Summary: Add SSL CA cert verification support to yum-rhn-plugin
Product: [Community] Spacewalk Reporter: John Matthews <jmatthew>
Component: ClientsAssignee: John Matthews <jmatthew>
Status: CLOSED CURRENTRELEASE QA Contact: Red Hat Satellite QA List <satqe-list>
Severity: medium Docs Contact:
Priority: medium    
Version: 0.2CC: cperry, dgoodwin
Target Milestone: ---   
Target Release: ---   
Hardware: All   
OS: Linux   
Whiteboard:
Fixed In Version: Doc Type: Bug Fix
Doc Text:
Story Points: ---
Clone Of: Environment:
Last Closed: 2009-09-17 07:01:03 UTC Type: ---
Regression: --- Mount Type: ---
Documentation: --- CRM:
Verified Versions: Category: ---
oVirt Team: --- RHEL 7.3 requirements from Atomic Host:
Cloudforms Team: --- Target Upstream Version:
Embargoed:
Bug Depends On:    
Bug Blocks: 456551    

Description John Matthews 2008-08-05 18:52:08 UTC 
"For enhanced SSL support for yum + rhn, we need to be able to associate a CA
cert with a repo, so we can verify the server's certificate. The following patch
adds a config option to repositories to do this."

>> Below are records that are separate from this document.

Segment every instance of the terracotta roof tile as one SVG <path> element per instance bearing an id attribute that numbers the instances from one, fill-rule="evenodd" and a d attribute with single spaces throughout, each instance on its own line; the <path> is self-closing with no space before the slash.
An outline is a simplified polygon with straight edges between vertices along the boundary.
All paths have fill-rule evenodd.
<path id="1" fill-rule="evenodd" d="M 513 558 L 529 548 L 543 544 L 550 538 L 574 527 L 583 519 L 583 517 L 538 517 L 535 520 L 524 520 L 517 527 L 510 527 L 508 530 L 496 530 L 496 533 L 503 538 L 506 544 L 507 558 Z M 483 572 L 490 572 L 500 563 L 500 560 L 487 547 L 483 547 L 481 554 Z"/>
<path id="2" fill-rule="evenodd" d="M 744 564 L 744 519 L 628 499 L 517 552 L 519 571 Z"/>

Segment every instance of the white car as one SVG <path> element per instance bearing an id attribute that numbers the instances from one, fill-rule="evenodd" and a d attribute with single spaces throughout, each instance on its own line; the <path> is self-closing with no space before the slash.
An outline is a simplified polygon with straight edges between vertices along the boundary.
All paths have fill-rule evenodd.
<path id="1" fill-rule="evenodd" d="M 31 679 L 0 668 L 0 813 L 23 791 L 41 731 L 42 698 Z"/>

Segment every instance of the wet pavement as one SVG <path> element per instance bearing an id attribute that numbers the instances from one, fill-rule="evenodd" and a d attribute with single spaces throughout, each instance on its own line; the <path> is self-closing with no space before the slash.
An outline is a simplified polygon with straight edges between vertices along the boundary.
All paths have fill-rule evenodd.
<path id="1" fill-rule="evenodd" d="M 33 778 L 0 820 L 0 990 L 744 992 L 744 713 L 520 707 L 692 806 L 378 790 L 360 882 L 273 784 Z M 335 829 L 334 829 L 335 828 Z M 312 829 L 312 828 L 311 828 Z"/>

From  James Antill   2008-04-23 13:16:03 EDT   

......

 With this if I give it a bad ssl_ca_cert yum dies with "M2Crypto.SSL.SSLError:
certificate verify failed".

--- /tmp/abcd	2008-04-23 13:12:57.000000000 -0400
+++ /usr/lib/yum-plugins/rhnplugin.py	2008-04-23 13:13:12.000000000 -0400
@@ -285,6 +285,7 @@
                                       reget = reget,
                                       checkfunc=checkfunc,
                                       http_headers=headers,
+                                      ssl_ca_cert = self.sslcacert
                                       )
             return result
 
@@ -303,6 +304,7 @@
                                           reget = reget,
                                           checkfunc=checkfunc,
                                           http_headers=headers,
+                                          ssl_ca_cert = self.sslcacert
                                           )
                 return result
             except URLGrabError, e:





Test case recommended by Tomas Hoger.
- run yum to install some package, e.g. yum install mtr
- during the "Is this ok [y/N]:", add iptables DNAT rule to redirect traffic to
some https server, using something like:
  iptables -t nat -A OUTPUT -p tcp --dport 443 -d <rhn_host> -j DNAT
      --to-destination <different https host>:443
- request to get rpm should then go to https host with different (not trusted)
certificate.  404 means fail, M2Crypto.SSL.SSLError success.
Comment 1 John Matthews 2008-08-05 19:13:01 UTC 
patch checked into git: 09e55ff2fb32910aaef62d80a9ecca0410554450
Comment 3 Devan Goodwin 2008-11-04 14:16:56 UTC 
M2Crypto.SSL.SSLError: certificate verify failed

Verified in spacewalk 0.3.
Comment 4 Miroslav Suchý 2009-09-17 07:01:03 UTC 
Spacewalk has been released for some time.